Вот теперь накатило и на него, благо дармовая выпивка стояла на столе. Мальцов бросил на сковороду кусок свинины и, пока мясо жарилось, пропустил рюмочку «Белуги» под кусок бортниковской колбасы. Водка была отменная. Убрал мясо и вторую бутылку в холодильник, туда же поставил и початую магазинную – охлаждаться.
Опять налил и выпил уже под свиной эскалоп. И опять налил-выпил. Тепло разлилось по телу, докатилось до головы, свинцовая тяжесть ушла из живота.

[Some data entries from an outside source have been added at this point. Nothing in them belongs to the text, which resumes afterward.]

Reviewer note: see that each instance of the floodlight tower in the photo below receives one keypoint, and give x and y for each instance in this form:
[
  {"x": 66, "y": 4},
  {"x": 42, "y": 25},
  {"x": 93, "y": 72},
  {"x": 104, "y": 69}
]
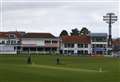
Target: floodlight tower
[{"x": 110, "y": 18}]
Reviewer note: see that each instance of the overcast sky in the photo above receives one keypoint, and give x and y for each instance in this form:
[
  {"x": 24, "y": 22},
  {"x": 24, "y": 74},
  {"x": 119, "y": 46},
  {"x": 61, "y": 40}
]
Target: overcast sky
[{"x": 55, "y": 15}]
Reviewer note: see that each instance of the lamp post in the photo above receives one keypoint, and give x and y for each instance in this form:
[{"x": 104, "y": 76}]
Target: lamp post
[{"x": 110, "y": 18}]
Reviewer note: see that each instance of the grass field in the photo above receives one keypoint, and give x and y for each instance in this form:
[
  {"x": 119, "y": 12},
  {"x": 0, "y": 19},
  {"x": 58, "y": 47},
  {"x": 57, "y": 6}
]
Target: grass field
[{"x": 71, "y": 69}]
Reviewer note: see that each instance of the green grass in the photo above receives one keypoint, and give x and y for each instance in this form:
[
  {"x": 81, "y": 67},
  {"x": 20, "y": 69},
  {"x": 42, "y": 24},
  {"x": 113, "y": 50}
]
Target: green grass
[{"x": 71, "y": 69}]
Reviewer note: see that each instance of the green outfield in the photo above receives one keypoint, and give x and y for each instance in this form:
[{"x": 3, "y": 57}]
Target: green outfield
[{"x": 70, "y": 69}]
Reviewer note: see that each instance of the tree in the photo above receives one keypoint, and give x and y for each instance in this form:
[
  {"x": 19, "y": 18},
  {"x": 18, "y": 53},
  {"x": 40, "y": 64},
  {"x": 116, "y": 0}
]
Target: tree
[
  {"x": 75, "y": 32},
  {"x": 84, "y": 31},
  {"x": 63, "y": 33}
]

Отчего-то проснулся зверский аппетит. Отрезал еще кусок, бросил на сковороду, нарезал полукольцами лук, высыпал горкой на мясо. Готовил машинально – думал, кто и зачем покушался на Маничкина. Кому выгодно? Бортникову? Пал Палычу? Неведомым москвичам, посягающим на город, мечтающим построить тут очередной доходный туристический бизнес?
Выглянул в окно. Темень стояла адская, облака затянули небо, хорошей погоде, пожалуй, наступал конец.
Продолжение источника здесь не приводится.